I don’t know enough about the plugin to understand exactly which Threads are accessing the various objects but at a minimum the busy variable should declared final to ensure safe publication of that reference. Alternatively, it doesn’t look like you’re using any of the other methods of AtomicBoolean so you could just declare it as private volatile boolean busy. If you keep the AtomicBoolean maybe it would make sense to use the compareAndSet() so you can catch and log cases where the busy variable was unexpectedly set to the opposite value (true when you expect false)? Even if this doesn’t solve the problem the added logging may provide extra hints as to what/where things are going wrong?
About final on the busy AtomicBoolean, yes that would be safer, I’ll change that.
The call to busy.set() are hard-coded in the plugin, so I don’t think using compareAndSet() will give us more info, what I could do is systematically call a method to update the value instead of using busy.set() and log these calls.
Ok, looks like the issue isn’t really in the busy plugin, but maybe there could be some extra error checking added to check the output of the cancel servlet?
Spot the problem? The /servoy-service URLs are all being blocked (returning 404 error codes). I guess the Webclient code doesn’t notice the bad return code, assumes the cancel completed and removes the glasspane. The user is none-the-wiser, but things are messed up. The reason those URLs are failing is because we’re configured with Apache/mod_jk in front of Servoy/Tomcat and didn’t realize we needed to route that URL into Servoy. I had also forgotten that we did upgrade to the latest busy plugin version between v5.2.8 and v6.0.4.
Anyway, this doesn’t completely explain the issue as explained to me by the users (no mention was made of having tried to cancel the process prior to it having completed) but users do tend to miss such important little details sometimes and I’m getting this all secondhand. At any rate, I’m hopeful that this is the cause of all our problems.
Thanks again for your help.

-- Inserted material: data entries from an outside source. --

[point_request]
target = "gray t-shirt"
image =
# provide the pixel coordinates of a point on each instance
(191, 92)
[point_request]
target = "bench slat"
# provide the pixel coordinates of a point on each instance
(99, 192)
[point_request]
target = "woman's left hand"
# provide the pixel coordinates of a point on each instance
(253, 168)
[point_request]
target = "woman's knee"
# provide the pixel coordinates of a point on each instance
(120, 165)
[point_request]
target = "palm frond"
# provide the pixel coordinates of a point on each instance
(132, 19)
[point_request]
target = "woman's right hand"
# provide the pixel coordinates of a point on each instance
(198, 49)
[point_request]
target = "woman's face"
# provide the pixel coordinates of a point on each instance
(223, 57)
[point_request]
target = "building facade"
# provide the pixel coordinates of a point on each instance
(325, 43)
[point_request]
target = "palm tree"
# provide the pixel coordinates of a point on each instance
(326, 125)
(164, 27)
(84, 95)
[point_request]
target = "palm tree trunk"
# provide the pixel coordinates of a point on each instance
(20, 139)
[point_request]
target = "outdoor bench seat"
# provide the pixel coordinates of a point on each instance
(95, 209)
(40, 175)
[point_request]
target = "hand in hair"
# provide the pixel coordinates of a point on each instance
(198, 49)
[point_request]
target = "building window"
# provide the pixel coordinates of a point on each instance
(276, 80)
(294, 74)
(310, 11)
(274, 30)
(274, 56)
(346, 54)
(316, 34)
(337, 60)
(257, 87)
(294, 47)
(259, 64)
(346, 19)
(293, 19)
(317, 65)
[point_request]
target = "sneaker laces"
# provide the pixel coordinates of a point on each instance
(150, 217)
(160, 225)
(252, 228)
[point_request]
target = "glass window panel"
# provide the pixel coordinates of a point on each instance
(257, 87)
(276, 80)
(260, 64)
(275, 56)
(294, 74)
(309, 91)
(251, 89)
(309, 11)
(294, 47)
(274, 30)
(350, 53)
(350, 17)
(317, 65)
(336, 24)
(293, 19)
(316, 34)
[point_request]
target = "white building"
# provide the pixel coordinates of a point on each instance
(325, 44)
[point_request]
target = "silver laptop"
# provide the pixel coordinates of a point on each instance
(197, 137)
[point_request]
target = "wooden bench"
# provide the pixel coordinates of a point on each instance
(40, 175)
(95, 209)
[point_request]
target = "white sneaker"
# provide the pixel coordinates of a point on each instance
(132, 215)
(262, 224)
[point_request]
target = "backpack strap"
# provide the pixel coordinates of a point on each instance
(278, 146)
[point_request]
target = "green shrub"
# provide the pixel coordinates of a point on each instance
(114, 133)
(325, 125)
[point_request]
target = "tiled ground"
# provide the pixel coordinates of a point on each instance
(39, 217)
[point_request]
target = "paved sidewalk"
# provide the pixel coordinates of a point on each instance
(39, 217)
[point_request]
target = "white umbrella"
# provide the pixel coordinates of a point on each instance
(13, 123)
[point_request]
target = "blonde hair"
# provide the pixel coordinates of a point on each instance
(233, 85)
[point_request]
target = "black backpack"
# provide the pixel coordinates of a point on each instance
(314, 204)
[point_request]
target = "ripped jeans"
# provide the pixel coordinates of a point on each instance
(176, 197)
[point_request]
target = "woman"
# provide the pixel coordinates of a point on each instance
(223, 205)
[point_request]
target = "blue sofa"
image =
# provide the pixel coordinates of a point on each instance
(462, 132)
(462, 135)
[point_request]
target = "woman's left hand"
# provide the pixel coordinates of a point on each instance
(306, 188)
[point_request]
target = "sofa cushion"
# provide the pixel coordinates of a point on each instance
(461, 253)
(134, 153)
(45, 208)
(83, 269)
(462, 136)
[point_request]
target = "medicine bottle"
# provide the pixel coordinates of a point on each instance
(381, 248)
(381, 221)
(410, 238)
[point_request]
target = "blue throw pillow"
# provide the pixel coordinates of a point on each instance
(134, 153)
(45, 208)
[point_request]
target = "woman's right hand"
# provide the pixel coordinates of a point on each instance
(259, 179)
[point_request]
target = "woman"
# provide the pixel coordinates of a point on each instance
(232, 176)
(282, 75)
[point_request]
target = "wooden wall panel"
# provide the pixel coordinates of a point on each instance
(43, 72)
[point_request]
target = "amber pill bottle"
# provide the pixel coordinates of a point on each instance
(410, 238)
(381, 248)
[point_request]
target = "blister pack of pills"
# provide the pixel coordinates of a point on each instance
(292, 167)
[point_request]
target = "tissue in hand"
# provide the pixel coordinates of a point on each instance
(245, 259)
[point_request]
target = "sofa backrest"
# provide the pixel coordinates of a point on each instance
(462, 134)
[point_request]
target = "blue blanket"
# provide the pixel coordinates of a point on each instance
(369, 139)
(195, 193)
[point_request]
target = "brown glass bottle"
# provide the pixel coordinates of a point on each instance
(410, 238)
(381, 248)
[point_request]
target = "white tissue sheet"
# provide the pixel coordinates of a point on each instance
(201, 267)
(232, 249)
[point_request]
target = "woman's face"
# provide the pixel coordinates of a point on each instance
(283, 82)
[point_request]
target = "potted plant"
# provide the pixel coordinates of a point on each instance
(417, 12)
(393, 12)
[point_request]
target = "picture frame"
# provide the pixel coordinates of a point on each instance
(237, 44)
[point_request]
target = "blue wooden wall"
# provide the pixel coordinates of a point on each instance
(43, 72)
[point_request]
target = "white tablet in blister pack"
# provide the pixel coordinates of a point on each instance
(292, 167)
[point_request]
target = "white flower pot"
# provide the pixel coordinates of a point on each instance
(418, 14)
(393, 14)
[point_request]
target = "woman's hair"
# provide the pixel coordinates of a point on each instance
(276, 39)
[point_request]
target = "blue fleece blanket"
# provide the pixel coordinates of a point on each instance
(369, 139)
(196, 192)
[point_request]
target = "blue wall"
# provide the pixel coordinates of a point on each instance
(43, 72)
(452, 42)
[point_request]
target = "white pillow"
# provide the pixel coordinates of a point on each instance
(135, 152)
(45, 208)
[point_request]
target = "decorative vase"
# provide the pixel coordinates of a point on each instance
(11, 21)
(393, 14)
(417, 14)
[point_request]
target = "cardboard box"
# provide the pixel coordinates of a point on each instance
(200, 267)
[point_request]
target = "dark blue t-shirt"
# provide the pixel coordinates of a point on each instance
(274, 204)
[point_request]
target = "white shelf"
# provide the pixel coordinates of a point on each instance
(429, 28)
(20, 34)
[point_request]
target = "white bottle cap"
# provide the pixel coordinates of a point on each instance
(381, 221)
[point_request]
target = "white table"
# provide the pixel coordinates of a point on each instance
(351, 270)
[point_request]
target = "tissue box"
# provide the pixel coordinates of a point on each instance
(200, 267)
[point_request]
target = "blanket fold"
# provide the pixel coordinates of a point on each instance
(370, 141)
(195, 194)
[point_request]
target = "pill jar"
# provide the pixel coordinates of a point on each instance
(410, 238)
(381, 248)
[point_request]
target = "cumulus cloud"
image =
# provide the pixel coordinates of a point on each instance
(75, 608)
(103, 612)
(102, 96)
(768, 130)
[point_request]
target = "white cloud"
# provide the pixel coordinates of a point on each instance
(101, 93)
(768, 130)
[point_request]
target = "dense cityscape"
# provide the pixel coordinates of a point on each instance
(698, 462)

I’ll update the servoyforge ticket and maybe open a new one about adding some error-checking to the ajax request.
Yes, if the servoy-service call is blocked, the boolean is never set to true, and it is also used to check if a process is finished, so that would explain it.
Thanks again for your detailed replies. If you hadn’t mentioned that servlet used for cancellation I probably never would have thought to check the Apache server logs for possible errors there.